Thomas Woodrow Wilson adalah pria kelahiran Staunton, Virginia yang menjadi Presiden ke-28 Amerika Serikat. Dia lahir pada 28 Desember 1856. Lebih dari satu setengah abad yang lalu, dia tumbuh dalam kondisi Perang Sipil Amerika Serikat.
Perang tentu dapat membentuk nilai-nilai suatu bangsa. Perang juga dapat mempengaruhi sikap Wilson kecil, anak lelaki yang saat itu berusia empat tahun. Dia melihat kematian dan pembantaian tepat di halaman rumahnya. Ayahnya, seorang kepala Gereja, melayani yang sekarat di garis depan. Sedangkan ibunya merawat tentara yang terluka dan sekarat.
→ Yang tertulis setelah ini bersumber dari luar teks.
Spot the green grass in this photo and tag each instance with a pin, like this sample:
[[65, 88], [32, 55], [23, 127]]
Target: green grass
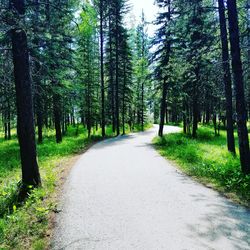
[[207, 159], [26, 225]]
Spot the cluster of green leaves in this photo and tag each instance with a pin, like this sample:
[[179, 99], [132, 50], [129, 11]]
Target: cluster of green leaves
[[207, 159]]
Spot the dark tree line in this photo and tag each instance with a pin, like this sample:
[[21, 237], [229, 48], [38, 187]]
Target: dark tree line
[[204, 70]]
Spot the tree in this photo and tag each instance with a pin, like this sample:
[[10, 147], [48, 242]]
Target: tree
[[25, 116], [162, 55], [227, 77], [239, 86]]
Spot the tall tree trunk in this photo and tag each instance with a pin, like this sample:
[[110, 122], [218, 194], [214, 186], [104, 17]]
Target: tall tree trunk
[[195, 115], [117, 110], [24, 102], [164, 90], [9, 124], [102, 70], [227, 78], [239, 86], [163, 108], [57, 117]]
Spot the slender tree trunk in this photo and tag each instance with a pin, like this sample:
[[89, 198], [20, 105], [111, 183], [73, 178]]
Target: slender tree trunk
[[164, 90], [195, 115], [57, 117], [163, 108], [8, 123], [117, 79], [239, 86], [123, 98], [102, 70], [24, 102], [227, 78]]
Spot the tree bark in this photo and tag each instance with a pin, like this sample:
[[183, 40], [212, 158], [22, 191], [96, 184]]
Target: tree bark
[[57, 117], [227, 78], [24, 102], [102, 70], [163, 108], [117, 110], [239, 86]]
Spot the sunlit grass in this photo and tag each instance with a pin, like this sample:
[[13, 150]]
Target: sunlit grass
[[24, 226], [207, 159]]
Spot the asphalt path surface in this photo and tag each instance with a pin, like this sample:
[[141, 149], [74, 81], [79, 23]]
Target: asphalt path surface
[[122, 195]]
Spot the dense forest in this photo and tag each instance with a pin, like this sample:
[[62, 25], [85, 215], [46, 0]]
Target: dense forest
[[82, 65], [86, 62]]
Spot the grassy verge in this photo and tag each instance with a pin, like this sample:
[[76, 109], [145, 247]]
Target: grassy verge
[[27, 225], [207, 159]]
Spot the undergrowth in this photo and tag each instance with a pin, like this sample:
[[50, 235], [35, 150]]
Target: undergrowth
[[207, 159], [25, 225]]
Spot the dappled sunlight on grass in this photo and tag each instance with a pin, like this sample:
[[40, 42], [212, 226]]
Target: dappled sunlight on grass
[[208, 159]]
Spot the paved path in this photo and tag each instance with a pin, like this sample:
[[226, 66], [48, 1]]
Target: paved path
[[122, 195]]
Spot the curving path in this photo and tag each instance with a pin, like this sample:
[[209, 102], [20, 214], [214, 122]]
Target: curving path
[[122, 195]]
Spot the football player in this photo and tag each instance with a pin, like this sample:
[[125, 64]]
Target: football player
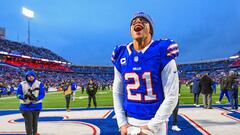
[[146, 83]]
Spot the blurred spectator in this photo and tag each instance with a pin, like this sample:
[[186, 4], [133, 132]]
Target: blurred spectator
[[232, 86], [206, 90]]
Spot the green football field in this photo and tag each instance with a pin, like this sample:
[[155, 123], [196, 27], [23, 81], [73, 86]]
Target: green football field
[[104, 98]]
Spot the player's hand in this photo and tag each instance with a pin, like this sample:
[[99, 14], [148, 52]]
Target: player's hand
[[145, 130], [123, 129]]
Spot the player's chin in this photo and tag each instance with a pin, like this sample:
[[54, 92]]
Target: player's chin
[[138, 37]]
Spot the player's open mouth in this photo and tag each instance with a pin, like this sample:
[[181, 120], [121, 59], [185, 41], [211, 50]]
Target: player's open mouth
[[138, 28]]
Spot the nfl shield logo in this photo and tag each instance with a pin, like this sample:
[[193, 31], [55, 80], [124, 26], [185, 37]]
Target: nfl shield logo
[[136, 58]]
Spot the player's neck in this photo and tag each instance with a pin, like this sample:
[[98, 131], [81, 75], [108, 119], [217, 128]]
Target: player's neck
[[141, 43]]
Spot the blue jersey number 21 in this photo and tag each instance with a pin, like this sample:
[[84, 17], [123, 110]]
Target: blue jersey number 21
[[146, 76]]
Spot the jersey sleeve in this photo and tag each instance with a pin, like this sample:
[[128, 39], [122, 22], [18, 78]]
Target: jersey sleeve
[[172, 49], [116, 56]]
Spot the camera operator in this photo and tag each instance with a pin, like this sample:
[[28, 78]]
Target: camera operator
[[30, 92]]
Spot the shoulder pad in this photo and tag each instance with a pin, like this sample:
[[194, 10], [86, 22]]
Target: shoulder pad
[[170, 48], [117, 51]]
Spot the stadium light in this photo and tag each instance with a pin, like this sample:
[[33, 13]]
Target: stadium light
[[29, 14], [234, 57]]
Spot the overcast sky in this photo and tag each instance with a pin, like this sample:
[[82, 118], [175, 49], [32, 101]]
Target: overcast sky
[[86, 31]]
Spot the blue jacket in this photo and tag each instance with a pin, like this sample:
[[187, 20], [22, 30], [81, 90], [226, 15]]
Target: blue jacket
[[41, 95], [195, 86], [73, 86]]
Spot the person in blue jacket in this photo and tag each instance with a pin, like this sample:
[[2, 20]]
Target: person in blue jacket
[[30, 93], [73, 88]]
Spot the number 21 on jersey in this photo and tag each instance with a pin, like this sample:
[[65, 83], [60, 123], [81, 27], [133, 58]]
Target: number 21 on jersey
[[146, 77]]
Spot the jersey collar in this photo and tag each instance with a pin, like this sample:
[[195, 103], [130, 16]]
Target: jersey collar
[[131, 49]]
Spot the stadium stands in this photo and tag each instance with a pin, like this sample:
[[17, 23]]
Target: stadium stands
[[16, 58], [27, 50]]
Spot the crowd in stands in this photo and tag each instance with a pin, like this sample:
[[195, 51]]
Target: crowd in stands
[[32, 63], [214, 68], [28, 50], [11, 76]]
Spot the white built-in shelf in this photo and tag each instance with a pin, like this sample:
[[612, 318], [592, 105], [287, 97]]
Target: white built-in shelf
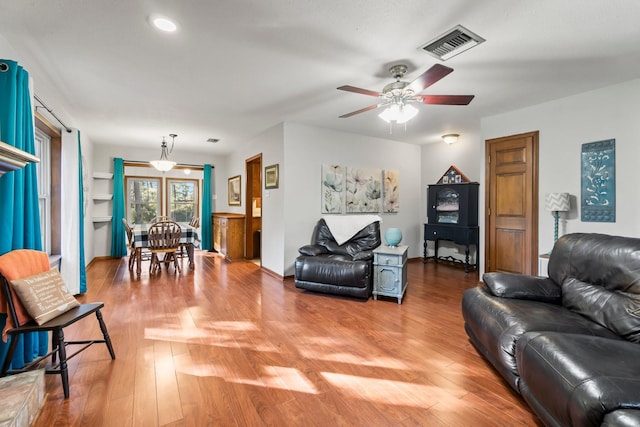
[[12, 158], [101, 219], [102, 175]]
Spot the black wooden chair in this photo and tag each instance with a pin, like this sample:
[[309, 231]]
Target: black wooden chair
[[23, 263], [164, 237]]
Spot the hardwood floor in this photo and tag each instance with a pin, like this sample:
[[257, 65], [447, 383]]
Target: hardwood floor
[[230, 345]]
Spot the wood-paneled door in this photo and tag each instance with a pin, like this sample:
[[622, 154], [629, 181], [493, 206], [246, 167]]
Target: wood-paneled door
[[511, 196], [253, 207]]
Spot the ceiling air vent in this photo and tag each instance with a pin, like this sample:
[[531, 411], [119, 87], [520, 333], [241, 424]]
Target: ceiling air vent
[[455, 41]]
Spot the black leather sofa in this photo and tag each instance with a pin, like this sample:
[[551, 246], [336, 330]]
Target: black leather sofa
[[569, 343], [347, 269]]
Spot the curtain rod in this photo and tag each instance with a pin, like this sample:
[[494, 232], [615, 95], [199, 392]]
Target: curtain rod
[[50, 111], [179, 165]]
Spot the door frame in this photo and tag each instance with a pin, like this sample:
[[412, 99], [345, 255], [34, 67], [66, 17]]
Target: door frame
[[535, 137], [253, 168]]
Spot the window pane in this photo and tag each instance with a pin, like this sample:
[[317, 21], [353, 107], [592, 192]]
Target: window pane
[[143, 201], [182, 199]]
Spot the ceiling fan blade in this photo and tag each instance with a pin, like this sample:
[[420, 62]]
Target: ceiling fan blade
[[429, 77], [353, 113], [358, 90], [447, 99]]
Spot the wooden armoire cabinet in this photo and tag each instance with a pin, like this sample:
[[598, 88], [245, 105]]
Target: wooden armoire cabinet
[[228, 234], [452, 213]]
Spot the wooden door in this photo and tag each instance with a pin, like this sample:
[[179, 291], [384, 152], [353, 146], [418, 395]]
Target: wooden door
[[253, 207], [511, 199]]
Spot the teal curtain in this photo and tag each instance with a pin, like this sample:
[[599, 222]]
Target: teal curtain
[[19, 211], [118, 237], [83, 270], [205, 219]]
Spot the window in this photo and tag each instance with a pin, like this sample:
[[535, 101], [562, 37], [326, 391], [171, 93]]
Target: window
[[43, 168], [143, 199], [182, 197]]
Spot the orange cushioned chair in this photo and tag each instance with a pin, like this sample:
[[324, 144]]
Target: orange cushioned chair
[[25, 263]]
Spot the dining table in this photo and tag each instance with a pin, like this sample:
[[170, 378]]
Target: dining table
[[188, 237]]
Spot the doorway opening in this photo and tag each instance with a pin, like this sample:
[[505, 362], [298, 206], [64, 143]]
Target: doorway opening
[[253, 206]]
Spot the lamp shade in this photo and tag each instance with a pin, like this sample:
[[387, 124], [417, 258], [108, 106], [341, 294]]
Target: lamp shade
[[558, 202], [163, 165]]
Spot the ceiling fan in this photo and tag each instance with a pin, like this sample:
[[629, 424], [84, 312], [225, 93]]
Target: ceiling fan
[[399, 94]]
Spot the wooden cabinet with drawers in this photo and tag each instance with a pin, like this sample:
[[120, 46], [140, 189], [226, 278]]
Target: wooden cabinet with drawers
[[228, 234]]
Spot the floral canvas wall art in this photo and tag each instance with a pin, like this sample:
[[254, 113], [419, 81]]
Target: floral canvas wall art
[[364, 190], [391, 181], [332, 189], [598, 187]]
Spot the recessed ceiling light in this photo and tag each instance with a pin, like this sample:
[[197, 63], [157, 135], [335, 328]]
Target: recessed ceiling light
[[164, 24]]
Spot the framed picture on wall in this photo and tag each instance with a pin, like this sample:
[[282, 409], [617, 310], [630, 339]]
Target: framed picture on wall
[[235, 191], [271, 179]]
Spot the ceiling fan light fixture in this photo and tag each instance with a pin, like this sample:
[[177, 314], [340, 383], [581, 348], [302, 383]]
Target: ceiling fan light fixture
[[164, 164], [163, 23], [450, 138], [398, 113]]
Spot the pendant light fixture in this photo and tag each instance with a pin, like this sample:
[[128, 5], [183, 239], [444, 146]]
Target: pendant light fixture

Wilson tumbuh dengan menorehkan prestasi yang cemerlang. Dia mengawali karirnya sebagai dosen. Kemudian menjadi kepala dari Princeton University. Namanya tersohor, hingga akhirnya dia masuk ke dunia politik. Dia sempat menjabat sebagai gubernur New Jersey. Kemudian dia dicalonkan sebagai kandidat presiden dari Partai Demokrat.
Dengan kampanye kreatif menggunakan film, Wilson terpilih menjadi presiden ke-28 Amerika Serikat. Tepatnya pada 1913-1921. Tahun pertama pemerintahan Wilson sebagai presiden, kondisi internal Amerika Serikat mengalami kemajuan dalam berbagai bidang. Ini berkat kebijakannya yang progresif di bidang perbankan, ekonomi, dan pajak.
Sayangnya, dunia internasional kala itu sedang carut marut. Utamanya di kawasan Eropa. Pada 1914, negara-negara Eropa mengibarkan bendera Perang Dunia I. Nah, pada awalnya, Presiden Wilson memosisikan Amerika Serikat sebagai negara yang netral.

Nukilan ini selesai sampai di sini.